И я, еще совсем полусонный, оказался в его багровой машине, а он сел рядом. Арви устроился рядом с водителем. Но мы не очень долго ехали на этой машине. Скоро мы пересели на поезд, а на следующий день пересели в автобус и потом еще полтора дня шли пешком.
Но нельзя сказать, чтобы я не узнал тех мест, куда мы в конце концов прибыли. О, я знал, что на расстоянии одного дня ходьбы от этих мест на запад находилась не совсем чужая для меня деревня Туммалахти, где я мог быть встречен очень хорошей женской улыбкой и очень радостным восклицанием: «О-о! Аксель! Не забыл еще своих верных друзей?». А восклицание это могло дополниться осторожным вопросом, в котором просквозили бы рядом сочувствие и надежда: «Ты опять один на свете, Аксель?».
Но мне не пришлось заглянуть в Туммалахти. Муставаара торопился. И, наблюдая за ним, я постепенно начал догадываться, почему он торопился. Причиной этому были, конечно, те таинственные ночные гости из-за озера, а может быть, еще и тот короткий сигнал, что он принял по радио. Откуда он его принял и куда торопился? Это я тоже в свое время очень хорошо узнал.
Мы лежали на лесистом бугре в укрытии листвы, и Арви говорил вполголоса Рикхарду:
— Вот здесь у них километровый просвет.
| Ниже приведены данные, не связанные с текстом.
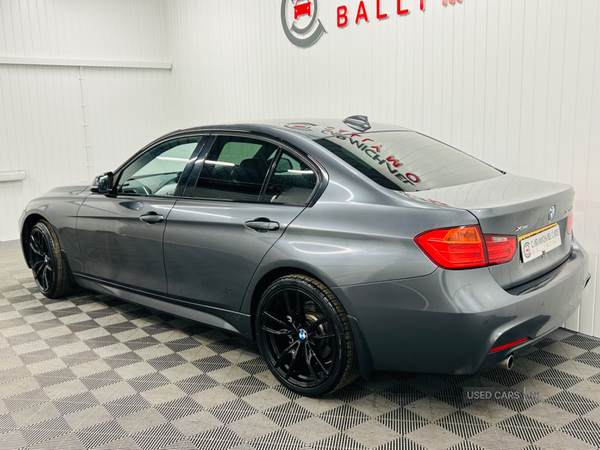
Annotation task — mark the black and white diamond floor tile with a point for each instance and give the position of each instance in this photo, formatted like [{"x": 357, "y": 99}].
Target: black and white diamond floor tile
[{"x": 91, "y": 371}]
А почему просвет? А потому, что дальше растекается трясина, и в летнюю пору они за это место спокойны. Но для кого трясина, а для кого мост. Они привыкли думать, что летом тут и зверь не проскочит. Где им знать, что в Суоми жив человек, исходивший эти места вдоль и поперек. Почти десять лет прошло. За это время вокруг новые деревья выросли и кусты. Мох сколько раз обновлялся и давно сгладил все и скрыл. И сами они тут менялись и менялись. Где им знать?